Demos:
This code gives a demonstration of several different alignment algorithms. Some algorithms determine an optimal alignment, some only the edit cost. The values in each cell are only displayed if there is room.
The green cells indicate a cell which has been computed by the algorithm. A blue cell indicates that this cell is currently being computed.
Clone this repository. To build (tested with java 12)
make
To run:
java AlignDemo
This is the simple DPA for point mutation costs,
match=0, mismatch=1, insert/delete=1.
Each cell of the matrix, D[i][j], contains the edit cost for the sequences
s1[1..i] and s2[1..j]. An optimal alignment is drawn through the matrix
This is a modified version of the standard DPA which computes a smaller region
of the D matrix (runs in O(nd) time), where d is the edit distance.
Ukkonen's algorithm runs in O(d*d + n) time. This algorithm does not use the
D matrix like the other DPA algorithms.

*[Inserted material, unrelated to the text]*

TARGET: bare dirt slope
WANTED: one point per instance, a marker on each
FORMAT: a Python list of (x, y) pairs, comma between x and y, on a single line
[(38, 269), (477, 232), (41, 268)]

However, Ukkonen's algorithm is shown
here operating of the standard matrix to give an idea as to which cells of the
DPA matrix it computes. Blue cells indicate a cell currently being computed.
Green cells indicate cells that have already been computed.
Hirschberg presented a modification of the DPA that allows an optimal
alignment to be found in O(n) space. Green cells are cells that have been
computed and are currently stored. Yellow cells indicate cells that are known
to lie on the optimal alignment.
This algorithm is the O(n*n) DPA for linear gap
costs, with gaps costed as a+b*k where a=3, b=1, matches=0,
mismatches=0.
This is Ukkonen's algorithm for linear gap costs (same costs as for the Linear DPA case).